In a brief statement issued yesterday, Beazley said it had submitted a final offer of up to 350p per share for Hardy but the firm said it would only consider an offer substantially above this level.
The withdrawal of the offer was not unexpected. Beazley had initially offered 300p per share for Hardy in October but this was rejected by the underwriter as opportunistic and designed to exploit a low point in the insurance cycle. Beazley then said on 15 November it might pull the bid after its revised offer, increased to 330p per share from an initial 300p, was once again rejected by Hardy.
Beazley said it would now look at other growth strategies. Hardy shares fell 4.6 per cent to 269p. Beazley shares edged up 1.3 per cent to 115.3p on the announcement.

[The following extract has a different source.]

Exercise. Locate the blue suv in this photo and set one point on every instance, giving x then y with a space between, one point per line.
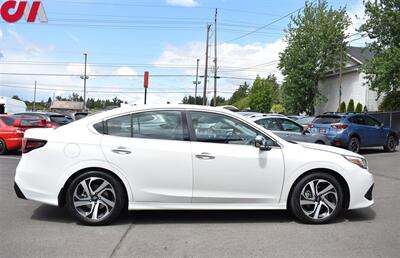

“We will continue to look at ways to grow in the United States, at Lloyd’s of London and in Europe,” said chief executive Andrew Horton
Horton said Beazley could continue to look for acquisitions but added: “If we end up with surplus capital, I am sure we will look at ways of handing back cash to shareholders.”
Lloyd’s of London insurers have been at the centre of takeover speculation as a difficult trading environment has weighed on their share prices, opening up potentially attractive acquisition opportunities. In October, a four-month takeover battle led to Brit Insurance agreeing to be taken over by buyout firms Apollo Management and CVC Capital Partners.